Guest Author - Barbara Swiech
What are 'Faworki'?
'Faworki' are sweet, crispy, fried pastry straws called very often 'chrust' (in some parts of Poland also described as 'chrusciki' or 'jaworki').
Word 'faworki' came to Poland from Latin via France and means 'grace' or 'favour'. It is connected with the name 'faworki' that used to describe colourful ribbons attached to male or female clothes (especially those that were given by knights to their ladies). And so fried faworki resemble twisted ribbons. Word 'chrust' means in Polish 'brushwood' - as 'faworki' might also resemble small branches of dry wood that are collected to light the fireplace.
Faworki become popular in time of carnival and - especially - on Fat Thursday (the last Thursday before Lent). Polish housewives prepare on that day donuts, faworki and other pastries to celebrate that day. On Fat Thursday you can see in Poland long lines of people standing in front of confectioneries and purchasing all kinds of sweets (but donuts and chrust are the most popular among them). In Poland and Germany (where Fat Thursday is celebrated) it is believed that gluttony is allowed on that day as those meals will be soon forbidden during forthcoming Lent. Donuts are traditionally filled with marmalade or special jam made from fried rose petals. They are sprinkled with powdered or icing sugar. Faworki are sprinkled with powdered sugar to strengthen their sweet taste.
How to make 'Faworki?'
5 Egg yolks
2 Tablespoons sour cream
1 Tablespoon sugar
1 Tablespoon vinegar, lemon juice or pure spirit
500g of oil for frying
powdered sugar to sprinkle Faworki
Mix flour, egg yolks, sour cream, sugar and vinegar together. Knead the dough until it is as hard as if you were making a dough for dumplings. Beat it with a rolling-pin so it blisters and leave for 30 minutes. Roll out the dough thinly and cut into stripes (about 10-12 cm long and 2-3 cm wide). Cut a small slit in the middle of each stripe, pass one of its sides through it and afterwards pull it through (to make a shape of a twisted ribbon).

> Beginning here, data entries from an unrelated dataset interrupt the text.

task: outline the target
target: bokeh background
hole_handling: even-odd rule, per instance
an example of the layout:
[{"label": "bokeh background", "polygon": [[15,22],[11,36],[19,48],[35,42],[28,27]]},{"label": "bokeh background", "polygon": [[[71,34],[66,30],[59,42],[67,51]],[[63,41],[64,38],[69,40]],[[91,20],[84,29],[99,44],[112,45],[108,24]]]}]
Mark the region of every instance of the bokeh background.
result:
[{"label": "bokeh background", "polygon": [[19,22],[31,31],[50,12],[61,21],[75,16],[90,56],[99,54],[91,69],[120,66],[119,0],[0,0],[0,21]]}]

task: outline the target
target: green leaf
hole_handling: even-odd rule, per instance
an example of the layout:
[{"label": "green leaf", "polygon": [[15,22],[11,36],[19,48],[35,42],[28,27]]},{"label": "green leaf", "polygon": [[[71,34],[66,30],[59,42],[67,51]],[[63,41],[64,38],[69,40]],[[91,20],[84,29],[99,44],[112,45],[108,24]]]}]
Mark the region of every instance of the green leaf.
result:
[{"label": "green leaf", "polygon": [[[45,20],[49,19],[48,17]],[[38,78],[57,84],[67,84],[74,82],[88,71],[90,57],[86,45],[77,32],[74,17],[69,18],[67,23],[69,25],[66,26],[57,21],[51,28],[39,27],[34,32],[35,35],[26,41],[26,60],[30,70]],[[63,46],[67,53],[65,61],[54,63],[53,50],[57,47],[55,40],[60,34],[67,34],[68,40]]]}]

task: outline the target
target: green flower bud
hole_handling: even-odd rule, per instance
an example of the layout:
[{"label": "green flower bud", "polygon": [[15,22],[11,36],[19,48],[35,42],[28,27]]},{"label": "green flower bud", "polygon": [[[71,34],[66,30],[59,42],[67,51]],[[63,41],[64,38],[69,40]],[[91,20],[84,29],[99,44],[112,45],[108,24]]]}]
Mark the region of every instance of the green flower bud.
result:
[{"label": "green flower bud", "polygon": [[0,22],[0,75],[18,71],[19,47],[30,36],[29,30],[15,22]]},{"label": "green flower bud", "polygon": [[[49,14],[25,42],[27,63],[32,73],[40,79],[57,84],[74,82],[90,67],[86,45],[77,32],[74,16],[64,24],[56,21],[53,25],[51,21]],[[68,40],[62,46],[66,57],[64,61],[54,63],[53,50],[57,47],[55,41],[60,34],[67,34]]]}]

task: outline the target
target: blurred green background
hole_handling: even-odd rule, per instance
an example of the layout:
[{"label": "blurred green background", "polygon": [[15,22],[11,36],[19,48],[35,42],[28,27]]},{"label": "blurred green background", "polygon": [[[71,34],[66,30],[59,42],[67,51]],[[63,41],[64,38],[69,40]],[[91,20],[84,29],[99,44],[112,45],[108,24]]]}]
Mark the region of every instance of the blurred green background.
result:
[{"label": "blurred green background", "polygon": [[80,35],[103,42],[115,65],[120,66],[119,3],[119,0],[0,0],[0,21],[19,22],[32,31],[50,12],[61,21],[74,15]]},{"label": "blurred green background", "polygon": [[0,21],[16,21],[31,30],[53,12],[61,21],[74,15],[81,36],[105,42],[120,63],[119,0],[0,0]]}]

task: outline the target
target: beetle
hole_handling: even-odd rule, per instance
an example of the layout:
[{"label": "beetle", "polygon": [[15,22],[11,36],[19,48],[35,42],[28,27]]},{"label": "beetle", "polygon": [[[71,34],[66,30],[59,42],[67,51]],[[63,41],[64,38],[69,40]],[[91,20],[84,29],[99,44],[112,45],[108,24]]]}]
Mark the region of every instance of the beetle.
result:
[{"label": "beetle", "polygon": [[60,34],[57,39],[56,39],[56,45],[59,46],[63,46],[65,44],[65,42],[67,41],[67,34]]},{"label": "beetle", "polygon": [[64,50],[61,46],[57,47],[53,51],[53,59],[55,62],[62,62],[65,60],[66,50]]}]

Start frying Faworki in hot oil (on each side) until they gain golden colour. After taking Faworki out from the oil, place them on the kitchen roll (to drain). Put them on the plate and sprinkle with powdered sugar (might be mixed with vanilla sugar).
Good luck with making 'Chrust'! Just be careful - when you start eating them you cannot resist until the plate is empty.